Bibliographic record
Abstract
Recently, the fusion of 360° video and multi-viewpoint video, called multi-viewpoint (MVP) 360° interactive video, has emerged and created much more immersive and interactive user experience, but calls for a low latency solution to request the high-definition contents. Such viewing-related features as head movement have been recently studied, but several key issues still need to be addressed. On the viewer side, it is not clear how to effectively integrate different types of viewing-related features. At the session level, questions such as how to optimize the video quality under dynamic networking conditions and how to build an end-to-end mapping between these features and the quality selection remain to be answered.
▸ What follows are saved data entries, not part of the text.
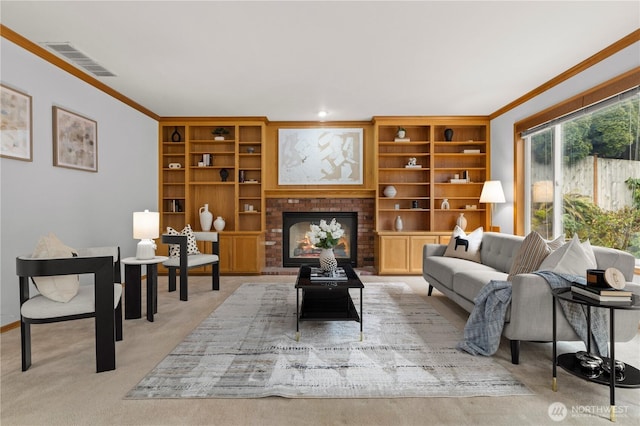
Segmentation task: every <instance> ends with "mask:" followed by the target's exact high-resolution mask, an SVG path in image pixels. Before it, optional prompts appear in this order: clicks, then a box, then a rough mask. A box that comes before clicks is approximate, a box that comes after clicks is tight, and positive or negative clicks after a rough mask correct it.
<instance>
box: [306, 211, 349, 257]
mask: <svg viewBox="0 0 640 426" xmlns="http://www.w3.org/2000/svg"><path fill="white" fill-rule="evenodd" d="M343 235H344V229H342V226H341V225H340V224H339V223H338V222H336V219H335V218H333V219H331V222H329V223H327V221H326V220H324V219H322V220H320V225H315V224H313V223H312V224H311V230H310V231H308V232H307V237H308V238H309V241H310V242H311V244H313V245H314V247H316V248H323V249H329V248H333V247H335V246H336V245H337V244H338V241H340V238H342V236H343Z"/></svg>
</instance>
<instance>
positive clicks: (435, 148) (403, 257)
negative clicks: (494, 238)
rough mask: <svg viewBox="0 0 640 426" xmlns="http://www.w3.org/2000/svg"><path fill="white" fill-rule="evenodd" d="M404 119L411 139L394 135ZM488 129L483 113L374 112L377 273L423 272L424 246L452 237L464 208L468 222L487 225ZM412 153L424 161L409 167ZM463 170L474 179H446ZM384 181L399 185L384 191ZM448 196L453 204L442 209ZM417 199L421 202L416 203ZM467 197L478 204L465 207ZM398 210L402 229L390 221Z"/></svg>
mask: <svg viewBox="0 0 640 426" xmlns="http://www.w3.org/2000/svg"><path fill="white" fill-rule="evenodd" d="M401 127H402V128H404V129H405V130H406V135H405V138H409V139H410V141H408V142H395V141H394V138H395V137H396V134H397V132H398V129H399V128H401ZM445 129H451V130H453V135H452V140H451V141H447V140H445ZM446 133H447V134H448V133H450V132H446ZM488 136H489V120H488V119H485V118H478V117H375V118H374V139H375V143H376V154H377V156H376V158H377V166H376V170H375V173H376V189H377V190H376V207H375V219H376V220H375V229H376V255H375V261H376V267H377V270H378V273H381V274H385V273H401V274H416V273H421V266H422V265H421V264H422V262H421V256H422V246H423V245H424V244H425V243H427V242H439V241H441V239H442V241H444V240H445V239H447V238H449V236H450V235H451V231H452V230H453V227H454V226H455V221H456V219H457V217H458V216H459V215H460V213H464V215H465V217H467V221H468V226H467V229H468V230H473V229H475V228H476V227H478V226H485V227H486V224H487V223H488V222H487V211H486V209H485V208H484V204H480V192H481V191H482V184H483V183H484V181H485V180H487V179H488V178H489V176H490V173H489V164H488V163H489V142H488ZM464 150H473V151H479V152H464ZM410 158H415V159H416V163H417V164H420V165H421V166H422V167H421V168H408V167H405V165H406V164H408V161H409V159H410ZM463 174H468V175H469V179H470V182H465V183H451V182H449V180H450V179H453V178H455V175H459V177H461V176H463ZM387 186H393V187H395V189H396V195H395V196H394V197H390V198H388V197H385V196H384V195H383V191H384V189H385V188H386V187H387ZM445 198H447V199H448V200H449V204H450V206H451V208H450V209H448V210H442V209H440V204H441V203H442V201H443V200H444V199H445ZM414 202H417V203H418V205H419V206H420V208H418V209H414V208H412V206H413V204H414ZM467 205H469V206H471V205H475V206H477V208H476V209H467V208H466V206H467ZM397 216H401V217H402V220H403V222H404V227H403V230H402V232H396V231H394V229H393V227H394V221H395V218H396V217H397Z"/></svg>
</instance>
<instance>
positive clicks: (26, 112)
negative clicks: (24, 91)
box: [0, 84, 33, 161]
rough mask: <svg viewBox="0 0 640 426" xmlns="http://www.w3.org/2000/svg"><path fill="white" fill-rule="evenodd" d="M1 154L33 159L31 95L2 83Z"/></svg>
mask: <svg viewBox="0 0 640 426" xmlns="http://www.w3.org/2000/svg"><path fill="white" fill-rule="evenodd" d="M0 108H1V111H2V116H1V119H2V121H1V124H0V137H1V138H2V139H1V141H0V156H1V157H6V158H13V159H16V160H22V161H33V136H32V123H31V96H29V95H27V94H24V93H22V92H19V91H17V90H15V89H12V88H10V87H7V86H4V85H2V84H0Z"/></svg>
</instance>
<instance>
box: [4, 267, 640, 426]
mask: <svg viewBox="0 0 640 426" xmlns="http://www.w3.org/2000/svg"><path fill="white" fill-rule="evenodd" d="M362 279H363V281H364V282H365V285H367V284H368V283H373V282H398V281H404V282H406V283H407V284H408V285H409V286H410V287H411V288H412V290H413V292H414V293H415V294H417V295H419V296H420V297H421V298H422V300H424V302H425V303H428V304H430V305H432V306H433V307H434V308H435V309H436V310H437V311H438V312H439V313H440V314H441V315H442V316H444V317H445V318H446V319H447V320H448V321H449V322H450V323H451V324H452V325H454V326H455V327H456V328H457V329H458V330H460V331H462V329H463V327H464V324H465V321H466V319H467V317H468V314H467V312H465V311H464V310H462V309H460V308H459V307H458V306H457V305H455V304H454V303H452V302H451V301H449V300H448V299H447V298H446V297H444V296H442V295H441V294H439V293H438V292H437V291H434V295H433V296H431V297H428V296H427V285H426V284H425V282H424V280H423V279H422V278H421V277H409V276H402V277H393V276H374V275H371V276H363V277H362ZM294 281H295V276H273V275H271V276H255V277H243V276H223V277H222V282H221V286H220V291H219V292H213V291H211V279H210V277H195V276H192V277H190V279H189V301H188V302H181V301H180V300H179V299H178V295H177V294H176V293H167V291H166V277H160V278H159V290H160V291H159V295H158V305H159V306H158V308H159V312H158V314H157V315H156V321H155V322H154V323H149V322H147V321H146V319H144V318H142V319H137V320H127V321H125V322H124V341H122V342H119V343H118V344H117V360H116V362H117V369H116V370H114V371H110V372H106V373H100V374H96V373H95V349H94V341H93V322H92V321H91V320H80V321H71V322H67V323H58V324H52V325H42V326H40V325H36V326H33V328H32V331H33V366H32V367H31V369H30V370H29V371H28V372H24V373H23V372H21V371H20V331H19V329H14V330H11V331H9V332H6V333H3V334H2V335H0V343H1V359H0V362H1V364H0V366H1V370H2V371H1V373H2V375H1V379H0V385H1V394H0V397H1V400H0V404H1V407H0V423H1V424H2V426H7V425H89V424H91V425H222V426H227V425H228V426H235V425H266V426H271V425H273V426H276V425H277V426H282V425H296V426H299V425H322V426H324V425H327V426H328V425H363V426H364V425H368V426H371V425H424V424H430V425H496V426H499V425H513V424H521V425H545V424H547V425H558V424H561V425H591V424H594V425H610V424H612V423H610V422H609V420H608V416H607V414H606V413H605V412H602V411H601V409H602V408H603V407H605V408H606V407H608V404H609V389H608V388H607V387H606V386H600V385H595V384H592V383H588V382H585V381H584V380H581V379H579V378H577V377H574V376H572V375H570V374H568V373H566V372H564V371H560V372H559V376H558V387H559V388H558V392H553V391H552V390H551V345H550V344H547V343H531V342H525V343H523V344H522V347H521V354H520V358H521V359H520V362H521V363H520V365H512V364H511V362H510V355H509V343H508V342H507V341H505V340H503V341H502V343H501V345H500V348H499V350H498V352H497V353H496V354H495V355H494V356H493V357H492V360H493V361H495V362H496V363H498V364H500V365H501V366H503V367H504V368H505V369H506V370H507V371H509V372H510V373H511V374H512V375H513V376H514V377H515V378H517V379H518V380H520V381H521V382H522V383H524V384H525V385H526V386H527V387H528V388H529V389H531V391H532V392H533V393H534V395H528V396H527V395H522V396H505V397H499V398H493V397H468V398H445V397H442V398H362V399H352V398H346V399H306V398H299V399H289V398H278V397H270V398H250V399H218V398H210V399H161V400H157V399H147V400H128V399H124V396H125V395H126V394H127V392H129V391H130V390H131V389H132V388H133V387H134V386H136V385H137V384H138V383H139V382H140V381H141V380H142V379H143V378H144V377H145V376H146V375H147V374H148V372H149V371H151V370H152V369H153V368H154V367H155V366H156V365H157V364H158V363H160V362H161V361H162V360H163V359H164V358H165V357H166V356H167V354H169V353H170V352H171V351H172V350H173V349H174V348H175V347H176V346H177V345H178V344H179V343H180V342H181V341H183V340H184V339H185V337H186V336H188V335H189V334H190V333H191V331H192V330H193V329H194V328H195V327H196V326H197V325H198V324H200V323H201V322H202V321H203V320H204V319H205V318H207V317H208V316H209V315H210V314H211V312H213V311H214V310H215V309H216V308H217V307H218V306H219V305H220V304H221V303H222V302H223V301H224V300H226V298H227V297H228V296H229V295H230V294H232V293H233V292H234V291H235V290H236V289H237V288H238V287H239V286H240V285H241V284H243V283H246V282H256V283H273V282H284V283H290V284H291V285H293V283H294ZM3 285H17V282H16V283H3ZM371 285H373V284H371ZM143 295H144V291H143ZM143 303H144V302H143ZM144 306H145V305H143V315H144ZM543 308H544V307H541V309H543ZM580 348H582V346H581V345H580V344H573V343H563V344H561V345H560V347H559V350H560V351H561V352H569V351H575V350H576V349H580ZM639 354H640V338H639V337H638V336H636V338H635V339H634V340H633V341H632V342H628V343H619V344H617V345H616V357H617V358H620V359H623V360H625V361H628V362H630V363H632V364H634V365H635V366H636V367H638V366H640V355H639ZM616 401H617V405H618V407H620V410H623V411H624V413H619V415H618V422H617V424H618V425H637V424H638V422H639V421H640V390H638V389H617V390H616ZM556 402H560V403H562V404H563V405H564V406H565V407H566V408H567V410H568V412H567V415H566V418H565V419H564V420H563V421H562V422H555V421H553V420H552V419H551V418H550V416H549V414H548V411H549V409H550V407H552V406H553V404H554V403H556Z"/></svg>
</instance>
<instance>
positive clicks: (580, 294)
mask: <svg viewBox="0 0 640 426" xmlns="http://www.w3.org/2000/svg"><path fill="white" fill-rule="evenodd" d="M571 292H572V293H573V294H574V295H576V296H578V297H582V298H583V299H587V300H593V301H596V302H606V303H611V302H621V303H630V302H631V295H632V293H631V292H630V291H625V290H617V289H615V288H602V287H595V286H590V285H581V284H574V285H572V286H571Z"/></svg>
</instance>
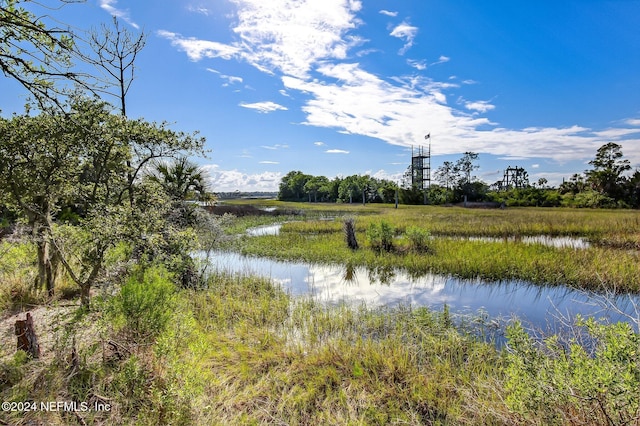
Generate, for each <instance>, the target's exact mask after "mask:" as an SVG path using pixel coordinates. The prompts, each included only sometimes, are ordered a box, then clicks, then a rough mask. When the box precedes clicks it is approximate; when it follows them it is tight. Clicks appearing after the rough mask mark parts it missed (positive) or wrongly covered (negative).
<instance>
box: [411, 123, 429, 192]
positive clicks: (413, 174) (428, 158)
mask: <svg viewBox="0 0 640 426" xmlns="http://www.w3.org/2000/svg"><path fill="white" fill-rule="evenodd" d="M424 138H425V139H428V140H429V144H428V145H427V146H426V147H424V146H419V147H418V149H417V151H414V150H413V146H411V185H412V186H413V187H414V188H417V189H421V190H424V189H428V188H429V187H430V186H431V134H428V135H426V136H425V137H424Z"/></svg>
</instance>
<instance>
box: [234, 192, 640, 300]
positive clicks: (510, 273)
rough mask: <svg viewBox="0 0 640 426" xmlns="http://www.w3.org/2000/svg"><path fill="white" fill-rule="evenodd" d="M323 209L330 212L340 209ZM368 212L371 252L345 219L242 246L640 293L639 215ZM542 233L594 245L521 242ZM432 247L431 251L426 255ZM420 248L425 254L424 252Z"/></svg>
mask: <svg viewBox="0 0 640 426" xmlns="http://www.w3.org/2000/svg"><path fill="white" fill-rule="evenodd" d="M320 208H321V209H322V211H323V212H325V213H329V212H330V211H331V208H332V206H331V205H323V206H321V207H320ZM334 208H344V206H338V205H335V207H334ZM359 208H361V209H365V208H363V207H359ZM353 211H357V207H355V206H354V210H352V212H353ZM365 211H366V212H367V213H368V214H367V215H363V216H358V220H357V221H356V222H355V226H356V238H357V239H358V240H359V241H367V245H366V246H365V247H364V249H363V250H356V251H353V250H350V249H348V247H347V246H346V244H345V243H344V239H343V235H342V223H341V220H340V219H335V220H333V221H326V220H311V221H294V222H287V223H285V224H283V225H282V228H281V231H280V234H279V235H277V236H274V235H270V236H261V237H255V238H245V239H243V240H242V241H241V242H237V243H236V247H237V249H238V250H241V251H242V252H243V253H245V254H251V255H260V256H269V257H274V258H278V259H288V260H304V261H309V262H334V263H349V264H353V265H366V266H369V267H377V266H385V267H400V268H404V269H406V270H407V271H409V272H410V273H415V274H420V273H425V272H437V273H446V274H453V275H456V276H459V277H464V278H476V277H482V278H485V279H489V280H509V279H515V280H526V281H531V282H534V283H538V284H547V285H557V284H566V285H570V286H573V287H576V288H583V289H590V290H605V289H607V290H613V291H617V292H624V291H632V292H637V291H639V290H640V270H639V269H638V267H637V265H638V253H637V252H636V251H629V250H628V248H629V247H638V243H639V242H640V241H639V240H638V235H639V232H640V222H639V220H638V216H637V213H636V212H631V211H605V210H589V211H575V210H557V209H508V210H465V209H458V208H453V209H452V208H442V207H430V206H425V207H417V206H416V207H412V206H406V207H403V208H400V209H394V208H393V207H392V206H380V205H378V206H375V207H372V206H368V207H366V210H365ZM394 230H395V231H394ZM426 235H431V238H429V239H427V238H426ZM541 235H542V236H570V237H580V238H584V239H586V240H589V241H591V242H592V244H591V246H589V247H587V248H584V249H571V248H560V247H553V246H546V245H544V244H529V243H525V242H523V241H521V239H522V237H526V236H541ZM365 236H367V238H364V237H365ZM394 236H395V238H394ZM469 237H494V238H497V239H498V240H495V241H494V240H482V239H470V238H469ZM425 244H426V245H428V248H429V250H424V247H425ZM418 245H419V246H422V247H423V249H422V250H416V248H417V246H418ZM392 246H393V247H395V249H393V250H392V249H391V248H392Z"/></svg>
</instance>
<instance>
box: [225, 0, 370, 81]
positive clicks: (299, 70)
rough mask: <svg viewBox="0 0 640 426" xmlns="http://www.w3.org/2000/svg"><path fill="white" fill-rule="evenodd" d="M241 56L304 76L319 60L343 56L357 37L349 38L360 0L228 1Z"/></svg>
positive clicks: (275, 69)
mask: <svg viewBox="0 0 640 426" xmlns="http://www.w3.org/2000/svg"><path fill="white" fill-rule="evenodd" d="M232 1H233V3H235V4H236V5H237V7H238V15H237V16H238V25H237V26H236V27H235V28H233V31H234V32H235V33H236V34H237V35H238V36H239V37H240V40H241V42H240V43H239V44H238V45H239V46H242V47H243V51H242V55H243V57H244V59H245V60H246V61H248V62H249V63H250V64H252V65H253V66H255V67H257V68H258V69H261V70H263V71H268V72H273V71H275V70H279V71H281V72H282V73H284V74H287V75H292V76H296V77H305V76H306V75H307V73H308V71H309V70H310V69H311V67H312V66H313V65H314V64H315V63H317V62H318V61H319V60H326V59H344V58H345V57H346V54H347V50H348V49H349V48H350V47H352V46H354V45H358V44H360V43H361V42H362V40H361V39H348V38H347V37H345V34H346V32H347V31H349V30H351V29H353V28H355V27H356V26H357V25H358V24H359V21H358V20H357V19H356V18H355V13H356V12H358V11H359V10H360V9H361V7H362V4H361V2H360V1H356V0H324V1H322V2H318V1H317V0H270V1H264V0H232Z"/></svg>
The solutions to these questions are further complicated given the many practical challenges, e.g., incomplete feature extraction and inaccurate prediction.This paper presents an architecture, called iView, to address the aforementioned issues in an MVP 360° interactive video scenario. To fully understand the viewing-related features and provide a one-step solution, we advocate multimodal learning and deep reinforcement learning in the design. iView intelligently determines video quality and reduces the latency without pre-programmed models or assumptions. We have evaluated iView with multiple real-world video and network datasets. The results showed that our solution effectively utilizes the features of video frames, networking throughput, head movements, and viewpoint selections, achieving at least 27.2%, 15.4%, and 2.8% improvements on the three video datasets, respectively, compared with several state-of-the-art methods.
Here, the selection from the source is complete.